FINI E S.FRANCESCO

Il 4 ottobre scorso, festa di s.Francesco, il vicepresidente del consiglio Gianfranco Fini, ad Assisi, ha tenuto un discorso sul Santo che ha scandalizzato molti. Alla presenza di molti francescani, Fini tra l'altro, ha dichiarato che: "Francesco ed i suoi successori, non fecero mai opera di dissuasione dal portare le armi per difendere i deboli e gli umili…" e che anzi "il famoso divieto di portare le armi stabilito nel 1228 per il terz'ordine secolare francescano e confermato da papa Nicolò IV, così recitava: i fratelli non portino con sé armi offensive, se non per difesa della Chiesa Romana, della fede cristiana, o anche della loro terra e con il permesso dei loro ministri."

In questo momento storico, che vede l'Italia in guerra, tali frasi hanno comprensibilmente uno scopo politico, ma da un punto di vista storico sono sbagliate e si possono agevolmente confutare citando fonti storiche che riguardano anche la nostra città di Faenza.

S. Francesco, morto nel 1226, aveva lasciato una Regola per i laici del Terz'ordine: il "Memoriale Propositi" del 1221 che imponeva ai terziari un categorico "Arma Mortalia contra quempiam non accipiant" (Non impugnino le armi contro nessuno). L'insegnamento venne subito osservato e la prova è in una Bolla pontificia che riguarda proprio la nostra città. Infatti, in una delle prime citazioni ufficiali dei Fratelli della Penitenza (l'attuale Ordine Francescano Secolare), la Bolla di Onorio III del 16 dicembre 1221, la "Significatum est nobis", il Papa ordinava al vescovo di Rimini (la cattedra vescovile di Faenza era vacante) di prendere sotto la sua protezione i numerosi Fratelli Penitenti di Faenza, che sulla base della proibizione della Regola avevano rifiutato di prendere le armi al servizio del potestà. (Ricordo che all'epoca la guelfa Faenza era in continua lotta con le ghibelline Imola, Ravenna e Forlì.) e che s.Francesco era appena tornato dalla quinta crociata dove aveva incontrato il sultano.

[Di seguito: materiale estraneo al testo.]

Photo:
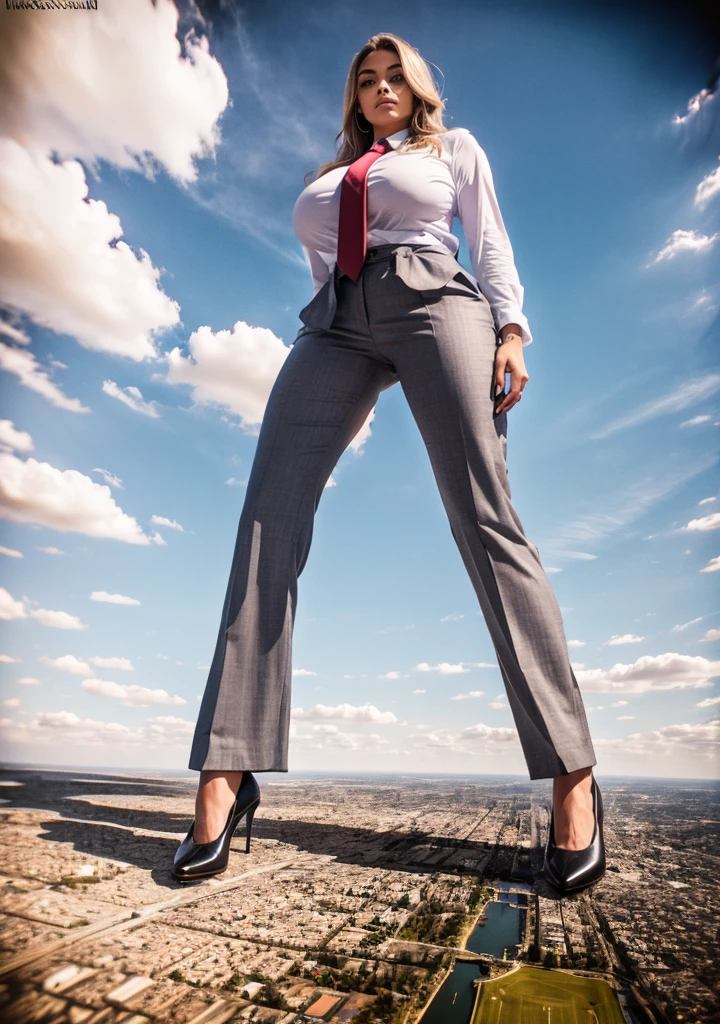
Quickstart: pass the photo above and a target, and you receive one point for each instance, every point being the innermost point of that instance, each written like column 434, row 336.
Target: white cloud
column 32, row 375
column 65, row 729
column 170, row 523
column 675, row 748
column 11, row 438
column 694, row 104
column 9, row 608
column 234, row 370
column 346, row 712
column 56, row 620
column 65, row 263
column 137, row 696
column 69, row 664
column 650, row 674
column 466, row 740
column 711, row 521
column 64, row 500
column 695, row 421
column 683, row 626
column 110, row 478
column 682, row 241
column 122, row 664
column 708, row 188
column 689, row 392
column 132, row 397
column 103, row 597
column 114, row 86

Tra il 1210 e il 1221 Francesco aveva lasciato anche una Regola per i frati minori approvata da papa Innocenzo III in modo non ufficiale (Regola non bollata) che insegnava:

"Quando i frati vanno per il mondo, non portino niente per il viaggio, né sacco, né bisaccia, né pane, né pecunia, né bastone (cfr. Lc. 9,3; 10,4-8; Mt. 10,10). E in qualunque casa entreranno dicano prima: Pace a questa casa (cfr. Lc. 10,5). E dimorando in quella casa mangino e bevano quello che ci sarà presso di loro (cf. Lc. 10,7). Non resistano al malvagio: ma se uno li percuote su una guancia, gli offrano l'altra. E se uno toglie loro il mantello, non gli impediscano di prendere anche la tunica. Diano a chiunque chiede; e a chi toglie il loro, non lo richiedano (cf. Mt. 5,39 e Lc. 6,29 e 30).

O frati tutti, riflettiamo attentamente che il Signore dice: "Amate i vostri nemici e fate del bene a quelli che vi odiano" (Mt. 5,44), poiché il Signore nostro Gesù Cristo, di cui dobbiamo seguire le orme (cf. 1Pt. 2,21), chiamò amico (cf. Mt. 26,50) il suo traditore e si offrì spontaneamente ai suoi crocifissori. Sono, dunque, nostri amici tutti coloro che ingiustamente ci infliggono tribolazioni e angustie, ignominie e ingiurie, dolori e sofferenze, martirio e morte, e li dobbiamo amare molto poiché, a motivo di ciò che essi ci infliggono, abbiamo la vita eterna".

Il secondo errore è che la regola approvata da Niccolò IV (la Supra Montem), citata da Fini, è del 1289 e non del 1228. S. Francesco era morto da oltre sessant'anni e altre cose erano cambiate per i francescani rispetto all'insegnamento originario del Fondatore (che non amava per nulla i commenti e le aggiunte…).

Va ricordato, infine, che nel 1266 i francescani decisero di distruggere tutti i racconti della vita del Santo ad eccezione della cosiddetta Leggenda Maggiore di s. Bonaventura. Di conseguenza le fonti storiche sono molto rare e sull'uso delle armi non lasciano trasparire idee difformi da quella espressa nella Regola del 1221.